Last week, the U.S. Water Alliance held their third annual Urban Water Sustainability Leadership Conference in Cincinnati, Ohio. A wide cross-section of individuals attended including utility leaders, city planners, engineers, and environmental representatives, all of whom spoke about the value of using green stormwater infrastructure and how communities across the country — including Denver, Kansas City, Cleveland, Seattle, and Philadelphia — already are seeing its myriad benefits.
This conference was well timed, held only weeks after the White House Council on Environmental Quality and the Environmental Protection Agency hosted a forum to discuss the opportunities and obstacles facing broader use of green infrastructure. Among the most interesting conversations at the Cincinnati conference was one about green infrastructure maintenance.
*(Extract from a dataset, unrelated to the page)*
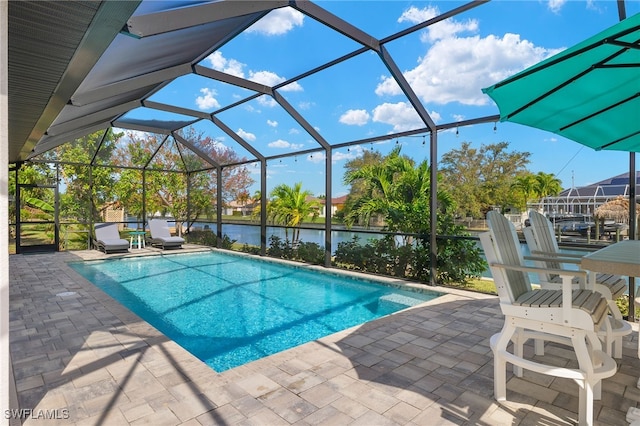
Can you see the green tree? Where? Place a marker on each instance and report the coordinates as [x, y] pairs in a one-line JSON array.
[[290, 206], [174, 168], [88, 188], [526, 185], [400, 191], [357, 187], [396, 189], [481, 178]]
Although traditional gray infrastructure typically only requires maintenance when a system failure occurs, green infrastructure will need more constant attention because most installations are highly visible and appreciated for their aesthetic — in addition to their functional — qualities.
With green stormwater infrastructure still a relatively new concept, cities are still learning how to plan for and address the maintenance needs of their green infrastructure projects. Despite this challenge, conference attendees showed great enthusiasm for its widespread use in the Nation's cities to address water quality issues. If this enthusiasm is any indication of the future, adoption of green infrastructure to create healthier communities with improved water quality is sure to grow.
This post was authored by Hannah Mellman, who at the time, was NACWA's Manager of Legislation Affairs. She has since left NACWA for other opportunities.